Abstract
Porphyromonas gingivalis (P. gingivalis) is considered to be one of the main periodontal pathogens. The goal of this work was to confirm the ability of P. gingivalis to invade host cells. We detected P. gingivalis inside KB cells by confocal microscopy and analyzed the various aspects of the adherence and internalization process. Lysates of P. gingivalis-infected KB cells were also examined using anaerobic growth techniques. The results showed the viability and ability to replicate, inside the host cells, of the internalized pathogen. The production of vesicles was also tracked for the first time. Confocal microscopy revealed P. gingivalis in a perinuclear position.
The literature is unanimous in assigning Porphyromonas gingivalis (P. gingivalis) a role as a major periodontal pathogen (17, 39). While it occasionally expresses its virulence on its own, P. gingivalis more commonly acts in cooperation with other microorganisms (21, 23). P. gingivalis is an opportunistic pathogen (22, 24) which can express an outstanding arsenal of virulence factors (6). As with many enteropathogens (5, 7, 26, 32), invasion of host cells seems to be an important strategy used by P. gingivalis to protect itself against the host immune system and to advance through tissues (36). A possible connection has been made between the incidence of periodontal infections in pregnant women and an increased risk of their having preterm low-birth-weight babies (31). P. gingivalis has also been cited as a potential etiological factor in myocardial infarction and atherosclerosis (2, 27). The internalization was first quantified, and the ability of this pathogen to multiply within the eukaryotic cells was assessed. The survival conditions in the host cell were then determined.
Epithelial cell growth.
KB cells (ATCC CL17) derived from an epidermoid cancer of the oral cavity were used. The cells were inoculated into 24-well macroplates at a concentration of 105 cells/ml. The growth medium was replaced every day to maintain confluent cultures. For confocal microscopy, the cells were inoculated at the same concentration in glass culture dishes coated with 1% collagen I.
Bacterial growth.
P. gingivalis ATCC 33277 was maintained on blood agar plates in an anaerobic chamber at 37°C. Todd-Hewitt broth cultures were inoculated 48 h prior to each experiment.
Bacterial contamination.
The epithelial cells were washed twice with unsupplemented RPMI 1640 and covered with 500 μl of a bacterial suspension for 1 h at 37°C. The bacterial concentration was adjusted by dilution in phosphate-buffered saline (PBS) containing 1 mM β2-mercaptoethanol to a ratio of 100 bacteria per epithelial cell as determined by optical density. RPMI alone and bacteria alone served as negative controls.
Cell lysate culturing.
The epithelial cells were washed and incubated with 500 μl of metronidazole (100 μg/ml) for 3 h (25). The cells were lysed in 1 ml of sterile distilled water for 15 min. The lysates were serially diluted, and 200 μl of each dilution was spread on a blood agar plate. The plates were incubated in an anaerobic chamber at 37°C to quantify the level of bacterial invasion by counting the number of CFU. The CFU were determined on days 0, 1, 2, 3, 4, and 5. The results were analyzed by repeated measures of one-way analysis of variance using Statview 5.5.

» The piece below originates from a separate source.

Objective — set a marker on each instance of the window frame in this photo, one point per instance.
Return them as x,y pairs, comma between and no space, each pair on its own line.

Locating P. gingivalis using confocal microscopy.
For all microscopic protocols, the samples were fixed in 1% paraformaldehyde in PBS for 30 min. After washing, the samples were sealed between a slide and coverslip using Mounting Medium (Sigma).
SYBR and propidium iodide treatment.
The bacteria were centrifuged, washed with PBS, and incubated in an SYBR II solution (10−4) for 15 min. After the contamination and fixation procedures, the epithelial cells were incubated for 5 min with 2 μM propidium iodide prepared in PBS plus 0.2% Tween 20 and washed with PBT (PBS–0.2% bovine serum albumin–0.1% Tween 20).

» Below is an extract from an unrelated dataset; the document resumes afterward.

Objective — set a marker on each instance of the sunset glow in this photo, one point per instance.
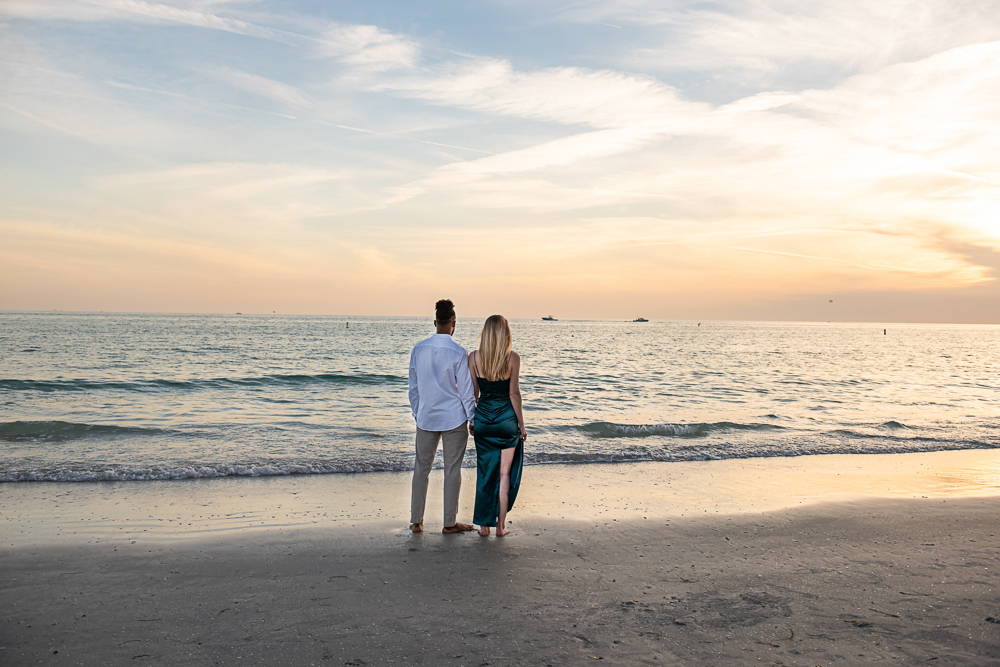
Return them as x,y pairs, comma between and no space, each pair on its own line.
775,160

Phalloidin-FITC and anti-P. gingivalis rhodamine antibody.
The cytoskeleton was visualized using phalloidin-fluorescein isothiocyanate (FITC). The samples were saturated with PBS containing 1% bovine serum albumin and 0.1% Tween 20 for 20 min with agitation. After removing the supernatant, rabbit anti-P. gingivalis antiserum was added and the plates were incubated for 20 min. The negative control wells contained PBT. After washing with PBT, 250 μl of the secondary rhodamine-coupled antibody was added together with 250 μl of phalloidin-FITC. The plates were incubated with agitation then rinsed.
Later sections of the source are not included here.